Referring to the martyrdom of 40 of Iran’s police forces from March 21 to December 3, 2021, in the fight against criminals and armed smugglers equipped with all kinds of smart weapons and heavy equipment, he said “The Islamic Republic of Iran has adopted a principled policy in the fight against all types of trafficking (drugs, human beings, goods, etc.) and has been one of the most successful countries in the world in these areas. Reliable reports and documents published by relevant international organizations verify this clear and successful record.

It goes without saying that the national will of the Islamic Republic of Iran in the continuation of the above humanitarian policy has incurred heavy financial and human costs to my country, including, among others, the martyrdom of more than 3800 thousand individuals and the injury of more than 12 thousand people of our law enforcement forces only in the field of counter-narcotic plans.

Although the actions of the Islamic Republic have been acknowledged by the international community and most countries in the world, unfortunately not only it has not received the necessary cooperation and support of other countries which is still the case, but also the paltry assistance offered by international organizations in most cases face politically-motivated excuses and selective, arbitrary treatments of some countries.”

Noting ‘numerous statements by the Office of the High Commissioner for Human Rights or Special Procedures in support of some criminals who have been tried in a fair trial, he asked that “the big question arises as to why not a single statement is issued condemning the terrorist and armed acts against the law enforcement forces of a country that has rendered the greatest services to the international community through the fight against drug trafficking, human trafficking, and organized crime?”
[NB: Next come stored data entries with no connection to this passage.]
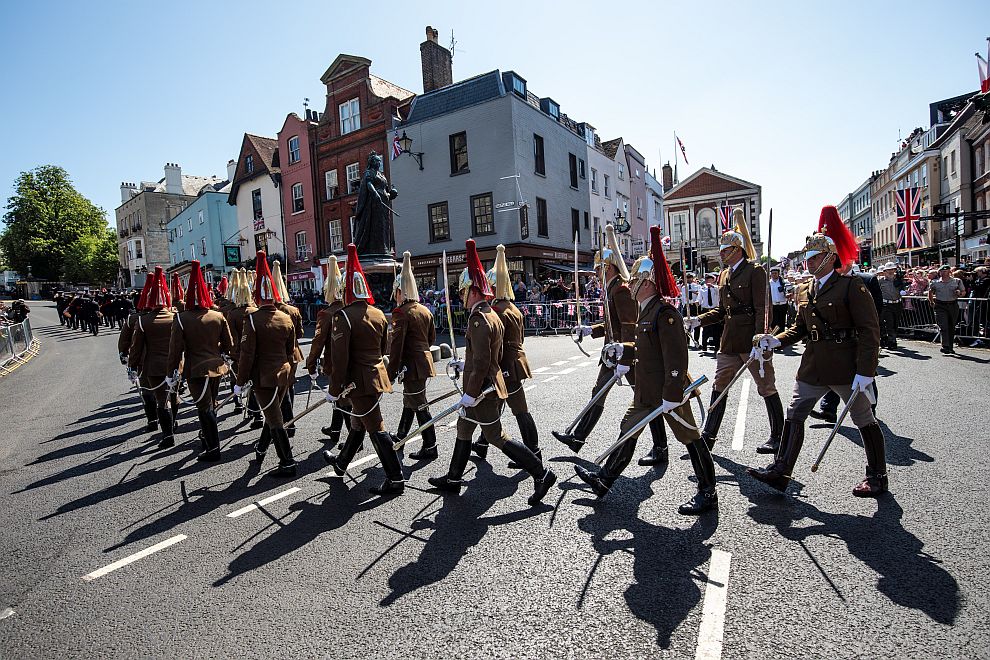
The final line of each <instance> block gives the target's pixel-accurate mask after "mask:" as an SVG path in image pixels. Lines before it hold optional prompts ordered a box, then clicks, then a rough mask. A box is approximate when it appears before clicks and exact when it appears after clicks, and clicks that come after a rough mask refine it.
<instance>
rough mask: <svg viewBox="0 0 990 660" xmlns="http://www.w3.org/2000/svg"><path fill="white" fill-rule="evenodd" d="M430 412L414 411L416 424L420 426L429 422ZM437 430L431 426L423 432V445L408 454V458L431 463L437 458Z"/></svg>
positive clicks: (418, 460) (423, 411) (423, 431)
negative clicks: (413, 451)
mask: <svg viewBox="0 0 990 660" xmlns="http://www.w3.org/2000/svg"><path fill="white" fill-rule="evenodd" d="M430 419H431V416H430V410H429V409H428V408H424V409H423V410H417V411H416V423H418V424H419V425H420V426H422V425H423V424H425V423H427V422H428V421H430ZM437 455H438V453H437V430H436V429H435V428H433V427H432V426H431V427H430V428H428V429H426V430H425V431H423V444H422V445H420V447H419V450H417V451H414V452H413V453H411V454H409V458H411V459H413V460H414V461H432V460H433V459H435V458H436V457H437Z"/></svg>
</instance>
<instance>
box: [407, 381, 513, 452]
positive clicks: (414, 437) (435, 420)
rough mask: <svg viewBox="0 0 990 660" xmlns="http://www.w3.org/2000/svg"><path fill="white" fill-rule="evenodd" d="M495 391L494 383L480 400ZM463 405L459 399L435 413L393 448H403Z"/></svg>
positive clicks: (408, 433)
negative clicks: (422, 433) (438, 422)
mask: <svg viewBox="0 0 990 660" xmlns="http://www.w3.org/2000/svg"><path fill="white" fill-rule="evenodd" d="M494 391H495V386H494V385H493V386H491V387H489V388H488V389H487V390H485V391H484V392H482V393H481V394H480V395H479V396H478V401H481V400H482V399H484V398H485V397H486V396H487V395H489V394H491V393H492V392H494ZM463 407H464V405H463V404H462V403H461V402H460V401H458V402H457V403H455V404H454V405H452V406H451V407H449V408H445V409H444V410H443V411H442V412H440V413H438V414H437V415H434V416H433V418H432V419H430V420H429V421H427V422H425V423H424V424H422V425H421V426H420V427H419V428H417V429H415V430H413V431H410V432H409V433H408V434H407V435H406V437H404V438H403V439H402V440H399V441H398V442H396V443H395V444H393V445H392V449H394V450H396V451H398V450H400V449H402V447H403V445H405V444H406V443H407V442H409V441H410V440H412V439H413V438H415V437H416V436H417V435H420V434H422V433H423V431H425V430H426V429H428V428H430V427H431V426H434V425H436V423H437V422H439V421H440V420H441V419H443V418H444V417H448V416H449V415H451V414H453V413H455V412H457V411H458V410H460V409H461V408H463Z"/></svg>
“I expect you to prove the reason to be of that important international mechanism by promoting its identity and standing and counter the instrumental, politicized, and selective approach in the field of human rights. Apart from condemning illegal and unilateral sanctions against the Iranian people, especially in providing the necessary equipment for the police forces in their unequal campaign against terrorist groups and international traffickers, as well as condemning the martyrdom of law enforcement personnel by these groups and traffickers and expressing sympathy with their families, you are expected to make countries and organizations uphold their responsibilities against the elements that compromise the peace, stability, and security of the people.”